All visual parameters are constants at the top of caption.py:
| Constant | Default | Description |
|---|---|---|
FONT_NAME |
Arial |
Caption font family |
FONT_SIZE |
72 |
Font size in script pixels |
PAD_X |
24 |
Horizontal padding inside background box |
PAD_Y |
28 |
Vertical padding inside background box |
CORNER_R |
18 |
Background box corner radius |
MARGIN_BOTTOM |
80 |
Distance from bottom of frame to text |
CAPTION_POSITION |
bottom |
Default caption position: top, center, or bottom |
ALPHA_DIM |
&H99& |
Inactive word opacity (~60% opaque) |
ALPHA_BRIGHT |
&H00& |
Active word opacity (fully opaque) |
COL_TEXT |
&H00FFFFFF |
Caption text color |
COL_BOX |
&H48000000 |
Background box color and opacity |
MIN_CONTRAST |
4.5 |
Minimum contrast ratio for --colorize colors |
WORDS_PER_CHUNK |
5 |
Words per caption group |
Colors use ASS format: &HAABBGGRR where AA is alpha (00 = opaque, FF = transparent).

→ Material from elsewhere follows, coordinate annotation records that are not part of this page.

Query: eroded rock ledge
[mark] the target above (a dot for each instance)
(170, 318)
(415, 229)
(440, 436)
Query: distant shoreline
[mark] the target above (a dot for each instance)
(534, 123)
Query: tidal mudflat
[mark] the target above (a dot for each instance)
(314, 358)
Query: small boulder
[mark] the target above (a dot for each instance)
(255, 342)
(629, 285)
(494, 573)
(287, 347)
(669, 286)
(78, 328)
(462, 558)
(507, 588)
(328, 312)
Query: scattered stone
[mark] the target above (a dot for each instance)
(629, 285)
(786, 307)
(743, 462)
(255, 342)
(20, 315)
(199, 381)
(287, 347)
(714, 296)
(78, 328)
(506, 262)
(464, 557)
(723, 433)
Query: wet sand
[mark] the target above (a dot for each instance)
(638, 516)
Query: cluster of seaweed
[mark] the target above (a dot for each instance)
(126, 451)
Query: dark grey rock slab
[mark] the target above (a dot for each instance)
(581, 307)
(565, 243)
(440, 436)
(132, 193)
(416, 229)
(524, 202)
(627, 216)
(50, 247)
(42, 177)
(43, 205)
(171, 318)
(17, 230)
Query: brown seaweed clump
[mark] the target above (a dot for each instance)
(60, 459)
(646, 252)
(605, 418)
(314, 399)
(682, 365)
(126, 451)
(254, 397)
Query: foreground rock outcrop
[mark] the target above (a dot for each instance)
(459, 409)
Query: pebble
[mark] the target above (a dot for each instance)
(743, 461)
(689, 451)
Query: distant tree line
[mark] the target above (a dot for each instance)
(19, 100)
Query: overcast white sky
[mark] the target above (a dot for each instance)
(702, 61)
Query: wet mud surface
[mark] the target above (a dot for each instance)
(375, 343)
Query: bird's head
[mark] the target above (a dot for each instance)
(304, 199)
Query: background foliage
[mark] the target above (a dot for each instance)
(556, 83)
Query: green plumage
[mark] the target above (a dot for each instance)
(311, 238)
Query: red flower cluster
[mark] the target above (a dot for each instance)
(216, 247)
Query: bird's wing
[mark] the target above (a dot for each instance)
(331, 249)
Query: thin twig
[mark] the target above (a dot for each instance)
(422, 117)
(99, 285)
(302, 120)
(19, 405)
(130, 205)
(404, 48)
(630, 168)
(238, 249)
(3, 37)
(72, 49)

whisper.cpp occasionally splits compound words at subword boundaries (e.g. "Cloudflare" → Cloud + fl + are). The COMPOUND_MERGES list in caption.py handles known cases. Add entries for proper nouns specific to your content:
COMPOUND_MERGES = [
["cloud", "fl", "are"], # Cloudflare
["my", "company"], # MyCompany — add your own
]The --prompt flag is also effective for proper nouns — passing --prompt "Cloudflare, WebAssembly" biases the model toward recognizing them correctly before the merge step is needed.